There Ain't No Justice
The first is the line “whoever receives little forgiveness loves very little.”
(which to me seems to be an observation rather than a cause, otherwise Jesus would not love at all)
The second is a quote from Richard Rohr’s book Everything Belongs:
“Two-thirds of Jesus’ teachings are about forgiveness. A good third of Jesus’ parables are about forgiveness, directly or indirectly. Forgiveness has nothing to do with logic. It is the final breakdown of logic. It is a mystical recognition that human evil is something we are all trapped by, suffering from, and participating in. It calls forth weeping, humility, and healing much more than feverish attempts to root out the evil. The transformation happens through the tears much more than through threats and punishments.”

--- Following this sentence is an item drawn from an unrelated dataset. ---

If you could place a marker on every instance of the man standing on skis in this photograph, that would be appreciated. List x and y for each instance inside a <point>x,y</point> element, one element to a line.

Speaking purely from the perspective of forgiving rather than being forgiven, I found I had quite a few stones to lay at the foot of the cross afterwards. None of them were because I’m deliberately holding onto unforgiveness, rather that I still suffer the consequences of those people’s mistakes. Sometimes I imagine myself confronting them with the results of their behaviour – it always makes me feel worse. Everytime I catch myself doing this now, I try to replace it with imagining myself forgiving them instead. Perhaps that sounds magnanimous, but it feels much much better. The world is a good place afterwards.
It seems to me that justice can never calculate an exact repayment – there’s always bitterness left afterwards. Only forgiveness seems to meet a debt in full.
I believe in speaking positive things, and putting something on a public blog that the whole world can read seems like a good way of commiting oneself to it, so here goes:
If you're reading this, and you know me (Steve Goble), and you've hurt me, whatever you've done I unconditionally forgive you.
After all, the past actually doesn’t exist.